Atrioventricular Valve Abnormalities: From Molecular Mechanisms Underlying Morphogenesis to Clinical Perspective

  • Kei Inai
Open Access


Malformation of the atrioventricular (AV) cushion is a common congenital heart defect. Ebstein’s anomaly, characterized by a heart defect related to the AV cushion, involves not only a valve defect but also a myocardial abnormality such as Uhl’s anomaly. The morphogenetic features of the heart in the case of these diseases can be used as a reference for investigating valvuloseptal and myocardial formations in the human heart.

The AV endocardium transforms into the cushion mesenchyme through epithelial–mesenchymal transition (EMT).
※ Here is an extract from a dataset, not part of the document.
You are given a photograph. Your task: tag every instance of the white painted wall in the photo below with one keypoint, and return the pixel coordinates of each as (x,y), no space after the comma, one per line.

After the EMT, distal outgrowth and maturation of endocardial cushions are important morphogenetic steps for AV valvuloseptal morphogenesis. While bone morphogenetic protein (BMP)-2 is known to be critical for AV EMT, little is known about the functional relationship between BMP and ECM and their roles in cushion mesenchymal cell (CMC) migration after EMT. In our previous study, we showed that BMP-2 and BMP signaling induced AV CMC migration. We have been exploring the role of BMP-2 in the regulation of valvulogenic extracellular matrix (ECM) components, periostin, versican, and hyaluronic acid (HA), and cell migration during post-EMT AV cushion expansion and maturation.

We further examined whether BMP-2-promoted cell migration is associated with expression of periostin, versican, and HA. BMP-2-promoted cell migration is significantly impaired by treatment with versican siRNA and HA oligomer. We also found that transcription of Twist and Id1, implicated in cell migration in embryogenesis and activation of the periostin promoter, was induced by BMP-2 but repressed by noggin in CMC cultures.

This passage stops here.